IN THE NEWS
Powers Roofing, which has been serving Northern Maine for nearly 70 years, has pledged $25,000 towards the enrichment of the proposed state-funded elementary school to be built in Caribou.
The company was founded in 1949 in Caribou by Justin and Jennette Powers, and the Caribou School System has served the children, grandchildren, and great-grandchildren of the family. “As a company in its third generation of owners, we are encouraged to see a project of this scale in our hometown and the excitement that comes with it,” stated Powers Roofing President Paul Powers. “The consolidation of four dated buildings into one newly constructed, stimulating space for learning could be the spark that inspires our next generation of Architects, Engineers, Teachers, Bus Drivers or maybe even Roofers.”
The $25,000 pledge is earmarked to support the addition of a second gymnasium and expanded music space that is not part of the state-funded portion of the project. “These additions will provide the community, and most importantly our youth, with a space to grow, learn and engage with each other in a positive way,” added Powers.
IN THE NEWS
A giant snowman at the entrance of AR Gould Hospital in Presque Isle has been the topic of much attention over the past several days. The approximately 28-foot-tall snowman has shown up online in many photographs and has been fun for hospital staff and community members alike.
The idea of creating a giant snowman this year was the brainchild of staff in joint discussions between the hospital’s People Pillar Team and Employee Engagement Focus Group as a way to brighten spirits during this particularly snowy and cold winter season.
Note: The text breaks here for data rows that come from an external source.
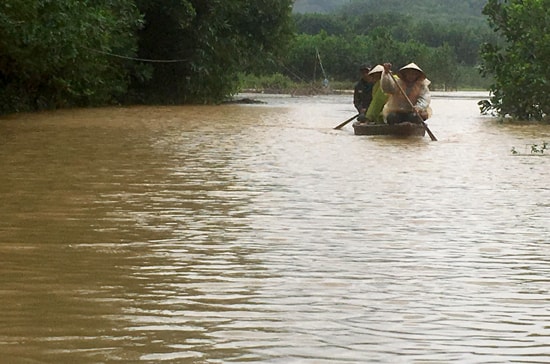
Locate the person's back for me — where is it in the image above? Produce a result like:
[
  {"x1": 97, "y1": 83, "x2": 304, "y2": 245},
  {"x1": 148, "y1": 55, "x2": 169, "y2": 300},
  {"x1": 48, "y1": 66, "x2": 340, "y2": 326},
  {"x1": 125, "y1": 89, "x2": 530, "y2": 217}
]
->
[
  {"x1": 381, "y1": 63, "x2": 431, "y2": 124},
  {"x1": 366, "y1": 65, "x2": 389, "y2": 124},
  {"x1": 353, "y1": 64, "x2": 373, "y2": 122}
]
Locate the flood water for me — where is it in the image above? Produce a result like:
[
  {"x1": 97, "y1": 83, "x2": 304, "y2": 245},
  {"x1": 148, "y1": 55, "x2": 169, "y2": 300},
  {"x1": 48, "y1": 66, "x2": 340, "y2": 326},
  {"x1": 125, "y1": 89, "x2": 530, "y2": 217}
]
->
[{"x1": 0, "y1": 92, "x2": 550, "y2": 364}]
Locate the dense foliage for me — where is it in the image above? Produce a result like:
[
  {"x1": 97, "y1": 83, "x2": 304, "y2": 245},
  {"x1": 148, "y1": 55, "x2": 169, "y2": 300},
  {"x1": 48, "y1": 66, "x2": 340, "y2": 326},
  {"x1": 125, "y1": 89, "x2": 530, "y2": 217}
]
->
[
  {"x1": 480, "y1": 0, "x2": 550, "y2": 120},
  {"x1": 0, "y1": 0, "x2": 293, "y2": 114},
  {"x1": 134, "y1": 0, "x2": 292, "y2": 103},
  {"x1": 0, "y1": 0, "x2": 140, "y2": 113},
  {"x1": 281, "y1": 0, "x2": 497, "y2": 88}
]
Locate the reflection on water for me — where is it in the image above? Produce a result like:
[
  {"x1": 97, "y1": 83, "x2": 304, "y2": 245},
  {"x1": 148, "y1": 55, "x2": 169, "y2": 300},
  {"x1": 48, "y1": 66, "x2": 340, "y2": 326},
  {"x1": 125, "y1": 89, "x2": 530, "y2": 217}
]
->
[{"x1": 0, "y1": 93, "x2": 550, "y2": 363}]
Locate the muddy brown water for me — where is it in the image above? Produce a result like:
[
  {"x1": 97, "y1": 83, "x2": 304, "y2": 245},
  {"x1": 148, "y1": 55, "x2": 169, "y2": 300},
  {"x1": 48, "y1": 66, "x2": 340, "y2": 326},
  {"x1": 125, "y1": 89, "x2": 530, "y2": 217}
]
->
[{"x1": 0, "y1": 92, "x2": 550, "y2": 363}]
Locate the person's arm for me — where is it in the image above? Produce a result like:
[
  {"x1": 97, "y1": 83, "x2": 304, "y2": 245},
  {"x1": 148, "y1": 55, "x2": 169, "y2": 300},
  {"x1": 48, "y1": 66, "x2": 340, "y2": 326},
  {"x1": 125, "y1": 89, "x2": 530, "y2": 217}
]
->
[{"x1": 380, "y1": 63, "x2": 396, "y2": 94}]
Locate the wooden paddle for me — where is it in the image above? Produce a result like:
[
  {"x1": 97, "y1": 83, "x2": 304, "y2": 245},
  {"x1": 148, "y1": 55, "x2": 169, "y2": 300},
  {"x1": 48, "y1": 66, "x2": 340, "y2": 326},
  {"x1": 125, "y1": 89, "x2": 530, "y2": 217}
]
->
[
  {"x1": 334, "y1": 114, "x2": 359, "y2": 129},
  {"x1": 389, "y1": 71, "x2": 437, "y2": 142}
]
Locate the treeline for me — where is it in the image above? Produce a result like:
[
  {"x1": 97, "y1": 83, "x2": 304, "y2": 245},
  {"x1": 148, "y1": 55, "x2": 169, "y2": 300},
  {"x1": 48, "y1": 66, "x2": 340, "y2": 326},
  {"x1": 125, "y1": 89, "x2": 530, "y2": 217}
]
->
[
  {"x1": 280, "y1": 0, "x2": 498, "y2": 89},
  {"x1": 0, "y1": 0, "x2": 293, "y2": 114}
]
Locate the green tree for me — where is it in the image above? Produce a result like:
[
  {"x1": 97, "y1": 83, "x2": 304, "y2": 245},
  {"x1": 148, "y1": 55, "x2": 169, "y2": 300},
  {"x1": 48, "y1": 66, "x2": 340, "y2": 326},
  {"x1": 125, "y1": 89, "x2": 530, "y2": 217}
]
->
[
  {"x1": 0, "y1": 0, "x2": 140, "y2": 113},
  {"x1": 133, "y1": 0, "x2": 293, "y2": 103},
  {"x1": 480, "y1": 0, "x2": 550, "y2": 120}
]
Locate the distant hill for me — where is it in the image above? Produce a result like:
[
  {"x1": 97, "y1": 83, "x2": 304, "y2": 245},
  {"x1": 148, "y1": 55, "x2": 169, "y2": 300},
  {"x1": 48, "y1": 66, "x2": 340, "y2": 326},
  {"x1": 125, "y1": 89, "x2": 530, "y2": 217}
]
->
[
  {"x1": 293, "y1": 0, "x2": 487, "y2": 21},
  {"x1": 293, "y1": 0, "x2": 350, "y2": 13}
]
An oversized Frosty had been made in past years but not recently. They wanted to bring back the tradition and looked to the hospital’s maintenance team to make it happen.
“My guys may have been a little reluctant at first due to the cold weather, but they really got excited as we were working on it. We had a fun time and have a lot of pride in the finished project,” said Woody Shaw, manager of the maintenance department.
“It was very rewarding to see a pile of snow turn into a 28 foot snowman. It was also a great team-building experience for us. We worked together to figure out how we were going to make the snowman and then of course actually building it.
Shaw says his team had some great support from two local businesses, Caron’s Lawn & Property Maintenance, Inc. and Powers Roofing & Sheet Metal.
Scott Caron used his equipment to make the piles of snow to start things off, and he also cleared out the area where the snowman was being built so builders did not need to wade through deep snow. He lent the team a payloader and snowblower for a couple of days. They used the snowblower to continually clean up the area during construction, and used the payloader to move the middle snowball on top of the base.
They had planned to use the payloader to move the head into position as well, but ran into a snag with that plan.
“We built the snowman too tall,” said Shaw. “When we tried to move the head into place, the pay loader couldn’t lift it high enough. We tried to make it work and ended up breaking the first snowball and had to start again.
“We needed a plan B, so we reached out to John Powers to see if he could help us. He and a worker brought over their telescopic lift to help us get the head on,” Shaw said.
Powers estimated that the head weighed about 2,000 pounds, which means the overall snowman could weigh around 15 tons, according to Shaw.
To complete the snowman, the crew used a traffic cone for the nose; lids to five gallon buckets for the eyes, mouth and buttons; and a 35-gallon garbage can for the hat.
With the fun, however, needs to come a bit of caution, said Kevin Reed, safety and security manager at the hospital.
“While we are thrilled by how much interest the snowman has garnered and are glad it is being enjoyed by so many, we do want to caution folks when they stop to take photos. There have been a lot of vehicles stopping on Academy Street and in the emergency entrance to the hospital. Both of these areas see a lot of traffic, including ambulances leaving and entering the hospital campus for emergency patient care,” Reed said.
“We urge people to be careful. Watch where you are parking to make sure you are out of the flow of traffic, and be sure to pay attention to traffic around you as you leave your vehicle and take photos,” he said.